New, AI-designed organic bots crawl around the petri dish
and cure themselves. Unsurprisingly, biobots clean up a small garbage can.
AI-designed 'Living Robot' Crawl, Heals Itself |
"This is a clear choice in our evolutionary
algorithm," says Josh Bongard, a robotist at the University of Vermont who
co-authored the research published this week in the Proceedings of the National
Academy of Sciences.
The idea of AI-designed biobots came from the DARPA
funding call for autonomous machines adapting and developing in the
environment. Bongard and biologist Michael Levine at Tufts University wanted to
take advantage of Mother Nature's work and build an already capable machine:
living cells.
Researchers spent several days at the University of Vermont
running an evolutionary algorithm on a supercomputer. Inspired by natural
selection, the algorithm used biological building blocks to create a random
population of new life-form candidates. The algorithm is then dominated by Internet design with a fitness function that scores on each candidate's ability to
perform a specific task - in this case, the ability to move.
The most promising designs became the basis for spreading a
set of new designs and re-selecting the best of them. After a 100-run rinse and
repeat, and bounce algorithm, billions of possible designs, the team had five
finalist-AI-built designs that went well in silico.
Bongard's team sent the final designs to Levin's Laboratory
in Tufts, where micro-surgeon Douglas Blackiston found that four of the five
designs were too difficult or impossible to manufacture. But the fifth design
seemed remarkable. Blackstone used small forceps and a small electrode under a
microscope to closely approximate computer design of heart and skin cells from
the African frog Xenopus laevis. When halved, the cells can fold back into
themselves - today's robots and computers clearly do nothing.

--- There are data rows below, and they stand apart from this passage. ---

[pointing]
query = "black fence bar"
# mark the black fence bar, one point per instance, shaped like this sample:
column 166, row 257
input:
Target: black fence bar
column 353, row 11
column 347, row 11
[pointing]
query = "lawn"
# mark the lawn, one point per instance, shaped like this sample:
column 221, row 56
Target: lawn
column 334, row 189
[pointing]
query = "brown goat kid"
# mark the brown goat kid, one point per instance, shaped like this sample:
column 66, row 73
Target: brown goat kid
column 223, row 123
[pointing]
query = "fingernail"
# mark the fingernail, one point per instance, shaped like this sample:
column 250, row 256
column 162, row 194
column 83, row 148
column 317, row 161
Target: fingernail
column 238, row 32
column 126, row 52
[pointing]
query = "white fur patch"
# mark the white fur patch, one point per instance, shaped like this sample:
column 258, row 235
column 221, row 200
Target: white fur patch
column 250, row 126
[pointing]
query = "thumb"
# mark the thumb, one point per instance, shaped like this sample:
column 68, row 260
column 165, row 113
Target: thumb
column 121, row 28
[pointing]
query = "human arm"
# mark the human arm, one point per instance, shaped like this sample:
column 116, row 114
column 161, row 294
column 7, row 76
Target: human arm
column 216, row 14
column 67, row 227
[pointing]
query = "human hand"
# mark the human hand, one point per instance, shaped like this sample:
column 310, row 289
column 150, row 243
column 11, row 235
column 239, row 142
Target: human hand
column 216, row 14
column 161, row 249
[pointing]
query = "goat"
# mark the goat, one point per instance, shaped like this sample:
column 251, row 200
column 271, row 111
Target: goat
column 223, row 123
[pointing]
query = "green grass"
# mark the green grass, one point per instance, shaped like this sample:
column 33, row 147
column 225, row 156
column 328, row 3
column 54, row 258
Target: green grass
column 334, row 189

Once built, the heart cells shrink, and the millimeter-wide
biobots move around the petri dish. When the team placed small pellets in the
dish, the cells worked together to clean the pellets in an unexpected way.
Bongard is the future of using such biobots to clean
microplastics in the ocean, especially when biobots are 100 percent
biodegradable and in salt water. “This may lead to the unique attractiveness of
these organisms for environmental protection,” says Bongard.
At the moment, miniscule robots are among the best in
locomotives, but Bongard is focused on other things. The next step, they are
developing a "cage boat" - an empty cube for carrying and carrying a
payload. In that capacity, bots can be built from one's own cells and then used
to deliver drugs deep into the body without an immune response, the authors
suggest.
Without the nervous system to understand the digestive
system or the surrounding environment to digest food, organisms only live for
days. In the future, the accumulation of different types of cells may change:
"If we want them to last longer, we want them to be able to find and eat
food sources," Bonger said. "We should be able to include sensory
organs in these biobots." The collaborators are now building AI-designed
biobots with mammalian cells.
The team is well aware that some of their new creatures may
be left without understanding and they may slip into an unknown valley.
Additionally, as they create new lifestyles, tell the
digestive, nervous, and reproductive systems - this team works with
bioethicists and adheres to strict animal welfare laws.